US public service pension plans tend to favor equity risk strategies because they have to “shoot for the stars” to meet their ambitious investment goals. Public and private equity and hedge funds make up 60% of US retirement portfolios, but only 41% of Canadian portfolios.
When done right, this strategy pays off. Otherwise – or when the markets do not oblige – the drop becomes substantial.
Pension reform in the United States will not happen without strong opposition. While the general consensus is that public pensions have strong protections in law, the math for unions – concerned with the well-being of current and future retirees – would be to accept higher contributions today to protect benefits. in the future. Otherwise, it is increasingly likely that future workers would be transferred to 401 (k) type defined contribution systems or “shared risk” systems like Wisconsin’s.
Finally, the unions would like to prevent preventative legislation that protects municipal bondholders and taxpayers in the event of potential pension plan bankruptcy, as happened in Central Falls, RI.
Illinois has the least funded public pensions in America. Neighboring Wisconsin designed its system around shared risk. Rather than pitting taxpayers and workers against each other, this system adjusts benefits or contribution levels based on the value of assets versus liabilities (benefits cannot fall below a minimum level ). One is on the verge of failure, while the other seems strong and enduring.

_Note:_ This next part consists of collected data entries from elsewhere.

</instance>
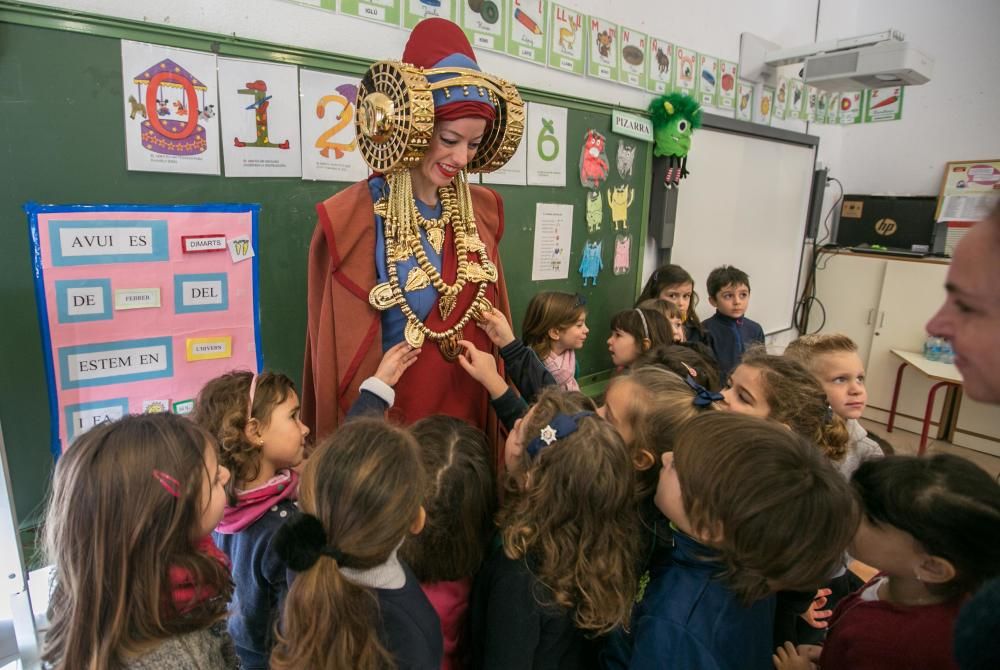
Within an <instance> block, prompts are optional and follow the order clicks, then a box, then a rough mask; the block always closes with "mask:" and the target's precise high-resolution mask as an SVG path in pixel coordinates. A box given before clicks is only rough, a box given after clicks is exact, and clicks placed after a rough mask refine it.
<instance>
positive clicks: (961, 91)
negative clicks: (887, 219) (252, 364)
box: [35, 0, 1000, 194]
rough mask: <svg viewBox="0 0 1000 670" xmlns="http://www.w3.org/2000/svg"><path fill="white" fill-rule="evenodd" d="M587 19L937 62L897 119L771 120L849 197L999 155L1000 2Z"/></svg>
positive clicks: (374, 43)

Does Washington have a role to play in state and local pension reform? The Comptroller General of the United States argued that “Congress should closely monitor actions taken by states and local governments to improve funding for their plan to determine whether congressional action may be necessary.” This was in a 1979 report. Inaction and lukewarm responses over the following years to make the necessary public pension reforms mean that today, sustaining and sustaining full funding levels could cost anywhere between. 4% and 5% of the annual tax revenues of states and communities.
Continuing to drag our feet will create additional burdens on future taxpayers and cause unpleasant surprises for retired public sector workers.
As the new administration begins to work with states on their many public finance challenges, it should put public pension reform at the top of the agenda – and heed the imagination our neighbor to the North started 30 years ago.